Over the next 35 years 70 percent of the world’s population will live in cities, according to the UN. Call it the ‘great urbanization’. Meanwhile, the UN’s Food and Agriculture Organization says that food production will have to rise by 70 percent to feed the world’s growing populations.  It notes that the number of people who are chronically hungry crossed the one billion mark in 2009. So, while world’s (mostly urban) populations expand, especially in Africa and Asia, populations in places like New Brunswick, including small cities like Saint John and Bathurst are likely to flatline or shrink.

So there’s a collision of trends. Western populations are aging and shrinking. Asian, African and Latin American populations are young and growing, comprise 70 percent of the world’s population and sit on 70 percent of the world’s natural resources. Aging and stagnating Western populations represent about 30 percent of the world’s population, controlling the other 30 percent of the world’s natural resources. These numbers help explain the U.S.’s staggeringly huge investments in weapons and globally-deployed military forces. These trends are directly tied to a half century of Western affluence and consumption, which has seen the world’s wealthiest 16 percent consume 80 percent of the world’s natural resources.

New Brunswick is just another, relatively small natural resource supplier to the world.
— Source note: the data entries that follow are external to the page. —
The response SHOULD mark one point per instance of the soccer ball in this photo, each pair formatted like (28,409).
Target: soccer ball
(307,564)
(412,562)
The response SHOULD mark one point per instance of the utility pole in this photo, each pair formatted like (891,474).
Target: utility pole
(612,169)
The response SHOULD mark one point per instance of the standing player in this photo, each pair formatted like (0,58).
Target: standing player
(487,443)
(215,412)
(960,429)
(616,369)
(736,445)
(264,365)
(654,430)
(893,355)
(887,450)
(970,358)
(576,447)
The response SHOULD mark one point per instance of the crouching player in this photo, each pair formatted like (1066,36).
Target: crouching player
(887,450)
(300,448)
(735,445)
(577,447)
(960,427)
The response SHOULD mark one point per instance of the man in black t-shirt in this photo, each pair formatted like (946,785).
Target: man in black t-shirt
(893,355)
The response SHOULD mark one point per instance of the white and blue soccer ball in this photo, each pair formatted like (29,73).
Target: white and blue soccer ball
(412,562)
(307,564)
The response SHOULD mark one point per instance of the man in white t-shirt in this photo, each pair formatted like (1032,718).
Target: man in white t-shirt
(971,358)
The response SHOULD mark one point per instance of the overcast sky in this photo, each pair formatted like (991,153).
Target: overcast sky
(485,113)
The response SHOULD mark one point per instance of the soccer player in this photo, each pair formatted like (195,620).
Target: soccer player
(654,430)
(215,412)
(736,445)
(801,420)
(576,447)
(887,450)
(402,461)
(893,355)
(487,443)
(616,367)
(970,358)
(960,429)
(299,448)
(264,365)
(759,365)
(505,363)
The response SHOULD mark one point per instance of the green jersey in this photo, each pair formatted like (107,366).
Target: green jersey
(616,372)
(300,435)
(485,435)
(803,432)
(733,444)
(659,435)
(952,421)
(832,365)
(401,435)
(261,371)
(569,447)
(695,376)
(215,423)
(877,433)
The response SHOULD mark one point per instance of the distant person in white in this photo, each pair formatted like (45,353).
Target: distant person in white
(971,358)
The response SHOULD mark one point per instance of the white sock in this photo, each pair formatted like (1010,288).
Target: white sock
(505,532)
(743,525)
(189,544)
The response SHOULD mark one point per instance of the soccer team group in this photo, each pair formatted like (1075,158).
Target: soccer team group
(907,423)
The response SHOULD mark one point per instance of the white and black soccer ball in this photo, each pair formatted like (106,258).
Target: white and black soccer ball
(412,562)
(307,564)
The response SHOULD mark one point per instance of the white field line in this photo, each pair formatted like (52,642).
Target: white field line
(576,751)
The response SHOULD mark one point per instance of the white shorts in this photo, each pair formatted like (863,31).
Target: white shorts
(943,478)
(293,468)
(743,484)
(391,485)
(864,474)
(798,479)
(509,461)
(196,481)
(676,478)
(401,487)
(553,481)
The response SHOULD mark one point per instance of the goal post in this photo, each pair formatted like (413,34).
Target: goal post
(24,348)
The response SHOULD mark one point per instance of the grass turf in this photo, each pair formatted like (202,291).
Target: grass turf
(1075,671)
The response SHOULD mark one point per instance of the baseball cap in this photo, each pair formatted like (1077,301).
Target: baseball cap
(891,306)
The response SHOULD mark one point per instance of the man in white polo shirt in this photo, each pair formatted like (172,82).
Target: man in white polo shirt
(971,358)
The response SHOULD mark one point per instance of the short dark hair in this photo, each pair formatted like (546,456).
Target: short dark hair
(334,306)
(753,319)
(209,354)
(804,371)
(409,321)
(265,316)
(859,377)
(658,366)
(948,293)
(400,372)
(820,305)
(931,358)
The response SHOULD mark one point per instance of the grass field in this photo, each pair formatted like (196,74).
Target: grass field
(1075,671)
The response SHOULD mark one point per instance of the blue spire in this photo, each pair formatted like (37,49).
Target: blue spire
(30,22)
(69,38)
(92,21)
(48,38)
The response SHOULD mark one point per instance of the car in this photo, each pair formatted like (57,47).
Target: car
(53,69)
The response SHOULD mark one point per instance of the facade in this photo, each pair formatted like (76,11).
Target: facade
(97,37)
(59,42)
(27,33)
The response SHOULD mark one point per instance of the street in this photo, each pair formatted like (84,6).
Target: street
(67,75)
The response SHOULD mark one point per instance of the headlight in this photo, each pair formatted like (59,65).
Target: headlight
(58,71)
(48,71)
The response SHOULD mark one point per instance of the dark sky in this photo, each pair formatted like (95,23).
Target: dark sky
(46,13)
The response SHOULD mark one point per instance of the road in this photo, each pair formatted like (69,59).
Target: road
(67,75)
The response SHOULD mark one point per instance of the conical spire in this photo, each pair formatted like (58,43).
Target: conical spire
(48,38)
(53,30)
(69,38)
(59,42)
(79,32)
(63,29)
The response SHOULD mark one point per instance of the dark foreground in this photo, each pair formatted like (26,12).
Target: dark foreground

We refine oil, cut wood, grow potatoes, harvest seafood, and raise fish for export, leaving behind toxic air, glyphosate sprayed clearcuts, replanted monocultural forests, dying and over-fertilized soils and watersheds, scraped out seabeds, polluted oceans, using increasingly mechanized methods of extraction and processing. And a stagnating economy. That’s an impressive achievement.

For all that, the New Brunswick government has been cashed-starved for the last half century. Between 1971 and 2017 there have been only 7 years with budget surpluses. The province’s current net debt is over $14 billion, or $18,000 per person. That, of course, makes supporting a shrinking, aging population somewhat challenging. It is also interesting to note that the two wealthiest New Brunswick families alone have an estimated combined net worth of $14.25 billion—the bulk of that wealth taken directly from New Brunswick land.

I used to joke that New Brunswick is the future of Canada, the Canada in which the most abundant natural resources are gone, public debt is high, the population is aging and relatively poor, and a handful of wealthy families and multinational corporations control the remaining resources.

None of this is news, of course. Successive generations of New Brunswick politicians have beaten the same drum in every election. And yet the culture persists. What we need is a complete rethink.